According to the FDA, 1 in 350 women that need a hysterectomy for fibroids, suffers from undiagnosed uterine cancer. Before robotic surgery, your physician has to explain the risks of using a power morcellator and they may ask you to sign a morcellation consent form.
The da Vinci robotic hysterectomy procedure itself
When undergoing a robotic hysterectomy, you will receive an IV for anesthesia and fluids. You will also have a bladder catheter to drain urine to keep the bladder out-of-the-way during surgery. If they put you under general anesthesia, you will have an endotracheal tube put down your throat to breathe for you while you are in surgery.

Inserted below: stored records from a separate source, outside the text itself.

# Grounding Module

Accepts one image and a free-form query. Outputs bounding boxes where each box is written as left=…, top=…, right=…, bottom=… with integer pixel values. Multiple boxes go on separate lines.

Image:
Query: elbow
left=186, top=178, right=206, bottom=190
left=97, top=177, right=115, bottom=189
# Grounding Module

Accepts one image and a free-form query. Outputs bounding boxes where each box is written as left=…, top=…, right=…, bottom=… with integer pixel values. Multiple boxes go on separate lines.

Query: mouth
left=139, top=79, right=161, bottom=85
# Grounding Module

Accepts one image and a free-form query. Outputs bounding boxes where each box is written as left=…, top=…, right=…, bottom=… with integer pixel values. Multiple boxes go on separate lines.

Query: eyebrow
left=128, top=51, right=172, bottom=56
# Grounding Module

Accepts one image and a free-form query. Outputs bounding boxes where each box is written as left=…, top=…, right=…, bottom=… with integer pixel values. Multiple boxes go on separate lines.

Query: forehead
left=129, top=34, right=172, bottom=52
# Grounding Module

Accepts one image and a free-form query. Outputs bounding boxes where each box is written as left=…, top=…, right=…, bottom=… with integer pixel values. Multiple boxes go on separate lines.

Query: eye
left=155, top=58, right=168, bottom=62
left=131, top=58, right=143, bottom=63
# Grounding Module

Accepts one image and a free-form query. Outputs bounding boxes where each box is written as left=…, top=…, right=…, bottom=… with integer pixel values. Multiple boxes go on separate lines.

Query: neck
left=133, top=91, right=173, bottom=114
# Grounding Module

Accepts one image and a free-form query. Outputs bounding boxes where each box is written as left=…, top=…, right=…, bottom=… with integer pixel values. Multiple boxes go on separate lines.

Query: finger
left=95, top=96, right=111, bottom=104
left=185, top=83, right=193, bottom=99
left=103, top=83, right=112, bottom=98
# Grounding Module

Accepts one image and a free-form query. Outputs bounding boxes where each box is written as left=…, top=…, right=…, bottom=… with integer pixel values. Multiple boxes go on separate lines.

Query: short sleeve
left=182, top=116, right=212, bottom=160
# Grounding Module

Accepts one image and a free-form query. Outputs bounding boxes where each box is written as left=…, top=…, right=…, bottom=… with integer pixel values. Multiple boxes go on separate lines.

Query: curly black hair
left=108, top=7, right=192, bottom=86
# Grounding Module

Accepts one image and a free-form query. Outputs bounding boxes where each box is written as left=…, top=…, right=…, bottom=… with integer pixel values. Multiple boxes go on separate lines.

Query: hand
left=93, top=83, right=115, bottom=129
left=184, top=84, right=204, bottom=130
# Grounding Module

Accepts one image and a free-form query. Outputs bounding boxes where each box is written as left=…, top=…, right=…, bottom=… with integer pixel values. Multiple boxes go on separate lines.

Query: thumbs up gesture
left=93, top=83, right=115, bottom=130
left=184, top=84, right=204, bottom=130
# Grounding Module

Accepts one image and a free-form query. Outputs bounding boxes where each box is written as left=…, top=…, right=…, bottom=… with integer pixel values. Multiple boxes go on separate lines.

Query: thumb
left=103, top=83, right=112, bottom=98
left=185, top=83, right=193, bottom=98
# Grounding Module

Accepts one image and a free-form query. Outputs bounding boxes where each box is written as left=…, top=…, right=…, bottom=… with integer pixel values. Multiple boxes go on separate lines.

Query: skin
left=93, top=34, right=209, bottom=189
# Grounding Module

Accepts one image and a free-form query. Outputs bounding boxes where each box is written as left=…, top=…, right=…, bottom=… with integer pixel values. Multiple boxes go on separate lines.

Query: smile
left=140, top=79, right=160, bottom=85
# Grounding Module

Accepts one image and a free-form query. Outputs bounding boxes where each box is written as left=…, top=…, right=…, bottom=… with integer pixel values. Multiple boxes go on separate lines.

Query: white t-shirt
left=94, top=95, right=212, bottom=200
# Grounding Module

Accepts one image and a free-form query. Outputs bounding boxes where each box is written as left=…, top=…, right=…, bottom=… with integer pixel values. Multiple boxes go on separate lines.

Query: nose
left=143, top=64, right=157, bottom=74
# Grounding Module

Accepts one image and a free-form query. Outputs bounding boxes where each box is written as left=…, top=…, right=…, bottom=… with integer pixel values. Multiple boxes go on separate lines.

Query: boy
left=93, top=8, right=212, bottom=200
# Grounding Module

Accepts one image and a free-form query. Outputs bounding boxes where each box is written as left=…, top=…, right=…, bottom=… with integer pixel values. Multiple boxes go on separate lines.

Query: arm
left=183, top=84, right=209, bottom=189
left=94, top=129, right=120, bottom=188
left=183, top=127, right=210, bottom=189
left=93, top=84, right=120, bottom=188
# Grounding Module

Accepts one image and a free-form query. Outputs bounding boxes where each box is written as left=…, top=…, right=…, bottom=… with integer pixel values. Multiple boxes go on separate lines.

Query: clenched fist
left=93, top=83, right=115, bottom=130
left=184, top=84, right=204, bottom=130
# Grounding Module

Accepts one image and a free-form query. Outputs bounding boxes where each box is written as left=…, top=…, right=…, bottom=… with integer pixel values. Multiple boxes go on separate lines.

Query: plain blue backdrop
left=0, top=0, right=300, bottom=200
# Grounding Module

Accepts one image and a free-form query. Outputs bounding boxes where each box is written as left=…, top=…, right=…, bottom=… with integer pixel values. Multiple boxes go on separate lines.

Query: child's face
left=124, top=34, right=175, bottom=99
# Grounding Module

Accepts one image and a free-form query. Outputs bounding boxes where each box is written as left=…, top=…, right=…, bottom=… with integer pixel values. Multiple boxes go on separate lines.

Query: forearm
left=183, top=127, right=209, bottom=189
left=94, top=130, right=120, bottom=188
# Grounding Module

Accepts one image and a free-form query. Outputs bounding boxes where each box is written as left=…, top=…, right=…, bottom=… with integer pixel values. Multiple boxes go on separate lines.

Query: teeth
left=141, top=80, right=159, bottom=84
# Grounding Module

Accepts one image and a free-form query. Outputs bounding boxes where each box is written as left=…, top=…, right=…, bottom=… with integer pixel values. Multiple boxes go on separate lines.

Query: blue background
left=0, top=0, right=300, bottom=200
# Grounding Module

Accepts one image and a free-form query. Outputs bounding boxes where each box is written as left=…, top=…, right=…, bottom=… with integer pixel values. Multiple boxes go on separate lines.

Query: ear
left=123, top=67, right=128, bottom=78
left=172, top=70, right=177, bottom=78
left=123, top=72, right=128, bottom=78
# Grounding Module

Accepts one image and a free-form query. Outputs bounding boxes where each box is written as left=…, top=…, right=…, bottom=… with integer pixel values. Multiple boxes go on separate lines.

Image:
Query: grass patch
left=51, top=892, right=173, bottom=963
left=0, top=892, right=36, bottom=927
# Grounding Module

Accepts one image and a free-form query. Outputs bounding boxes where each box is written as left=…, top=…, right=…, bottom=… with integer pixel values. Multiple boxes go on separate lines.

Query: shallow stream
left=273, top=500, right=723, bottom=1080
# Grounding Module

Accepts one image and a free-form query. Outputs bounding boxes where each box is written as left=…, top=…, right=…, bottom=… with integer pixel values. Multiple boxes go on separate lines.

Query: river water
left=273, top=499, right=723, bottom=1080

You may need compression stockings to prevent blood clots from developing in the deep veins of the calf. This is the danger of prolonged immobility.
The surgery itself will take about 3-4 hours, during which you will be asleep. They start by making 3-4 incisions, with one of the incisions being just beneath the belly button (umbilicus). Then they inject gas into the abdomen to highlight the organs better.
The laparoscope is then inserted into the abdominal and pelvic space and the robotic instruments go into some of the other incisions. The surgeon uses a remote control device that will separate the uterus from its surrounding pelvic structures.
Once free, they can either remove the uterus through the vagina in one piece or cut it into several small pieces (morcellated). At the end of the surgery, they close the incisions with a couple of dissolvable stitches or staples.
They remove the bladder catheter once you are up and about and can use the restroom yourself. You may stay in the hospital for 1-2 days after surgery. You can usually drive within a week of surgery. Most women feel relatively well without the need for pain medications after about two weeks.
Da Vinci hysterectomy recovery
Here is some advice for the recovery period at home.
For the first weeks, prefer a shower over a having a bath in the tub. Soaking in water does not promote the healing of your wounds (inside and outside) and increases the risk of infection.
Some women are under the impression that with minimally invasive surgery they can resume having sexual intercourse sooner than with abdominal surgery. But, even with a da Vinci robotic hysterectomy, you have to wait at least 6 weeks. That is the time the inner wound at the top of the vagina needs to heal.
When can you get back to work? This depends mostly on how you feel. Some women are able to return to their job after 2 weeks. But others need 4 weeks before they feel ready to go back.
If your work requires physical effort you better wait a bit longer. Even if you feel great, please remember, you are not supposed to do any heavy lifting for at least 6 to 8 weeks.
Remember, not to lift too much weight before the top of the vagina has healed. Internal stitches can rip loose and you will need emergency surgery to re-stitch the vaginal cuff.